Numbers have always fascinated me. Or rather, I’ve always been fascinated by people’s inability to understand them. If that sounds arrogant and as though I seem to think I’m better than everyone else, so be it. That seems to be a way of making oneself popular these days. For the past few years, the Liberal Party have been saying that they’re just so awesome and that the current government is just a pack of losers, and that they should be government and that they were robbed. Strangely, if they were the team that lost a Grand Final nobody would be impressed by  their behaviour, but in politics, it seems to be a way to win people’s hearts and minds.

But I digress. Numbers. Really big ones. Like the budget deficit. It’s really, really big. It’s scarily big. Until you break it down. Then it just becomes mildly scary. Or as one News Limited paper told us last week, the total interest on the Government’s deficit with cost every working Australian about $5 a week. Or $250 a year. Mm, that’s about a day’s wage for some people, an hour’s wage for others, and if Gina gets her way, a year’s wage for anyone in her employ.

Of course, the figure that fascinates me today is the $75,000,000,000 dollars of savings the Liberals have identified over the next five years. That’s a lot. But the first thing that they’ll do, of course, is add to the bureaucracy. From the Liberal Website:


Commission of Audit 
For the 1st time in 16 years, we’ll immediately establish a Commission of Audit – to identify savings and efficiencies in all areas of government so we can start delivering real and sustainable budget surpluses into the future.

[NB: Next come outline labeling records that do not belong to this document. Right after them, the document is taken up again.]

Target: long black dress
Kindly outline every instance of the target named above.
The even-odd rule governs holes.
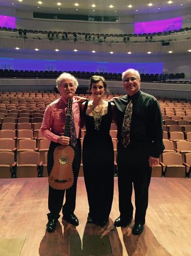
[[[83,175],[89,203],[89,216],[97,225],[108,220],[114,195],[114,147],[109,134],[112,121],[110,103],[103,115],[99,130],[94,128],[93,117],[83,109],[86,134],[83,139]]]

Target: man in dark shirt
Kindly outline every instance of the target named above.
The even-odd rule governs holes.
[[[122,81],[127,94],[114,100],[114,116],[117,124],[118,140],[117,165],[120,212],[120,216],[115,221],[114,225],[126,226],[132,221],[133,184],[136,211],[132,232],[139,235],[144,229],[152,167],[159,164],[159,155],[164,149],[162,119],[156,99],[140,90],[141,79],[138,71],[133,69],[126,70],[122,73]],[[124,145],[122,127],[129,101],[132,103],[130,142]]]

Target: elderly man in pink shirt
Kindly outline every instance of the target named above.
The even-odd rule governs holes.
[[[56,80],[57,87],[61,95],[60,98],[55,100],[47,106],[44,115],[40,130],[44,136],[51,141],[47,154],[47,172],[50,175],[53,166],[54,150],[59,145],[68,146],[71,144],[69,136],[64,136],[67,101],[73,99],[72,111],[73,123],[76,132],[75,140],[73,141],[75,156],[73,162],[74,183],[71,187],[67,190],[57,190],[49,185],[48,206],[50,213],[47,215],[48,223],[46,230],[48,232],[53,231],[59,218],[59,213],[62,208],[62,219],[77,226],[79,220],[74,212],[75,208],[77,179],[81,162],[80,137],[80,104],[77,99],[73,98],[78,82],[71,75],[63,73]],[[65,191],[65,202],[63,206]]]

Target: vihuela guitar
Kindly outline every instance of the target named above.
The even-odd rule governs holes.
[[[64,136],[69,136],[71,115],[72,99],[69,99],[66,111]],[[53,166],[49,178],[49,184],[55,189],[64,190],[70,187],[74,183],[72,163],[75,152],[71,146],[58,145],[53,153]]]

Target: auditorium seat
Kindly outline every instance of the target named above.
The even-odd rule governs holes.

Mm! So they’ll spend money working out how to save money. Or to look at it another way, they’ll create a new bureaucracy that’ll work out how to get rid of the other bureaucracies.

Perhaps, the Liberal slogan could be: We guarantee that we’ll take more off you in tax than we’ll give back in services, because that’s what a surplus means!

Or

Over the past forty years, Labor have given you Medicare (bank), Superannuation, the NBN, the NDIS, and next they’re trying to implement Gonski. Compare that to our proudest achievement: the GST! And we promise we won’t put that up in our FIRST term of Government.

Or (to break down a really big number).

Over the next five years, we promise to take $15,000 off every Australian! Sorry, we promise to save $75 billion.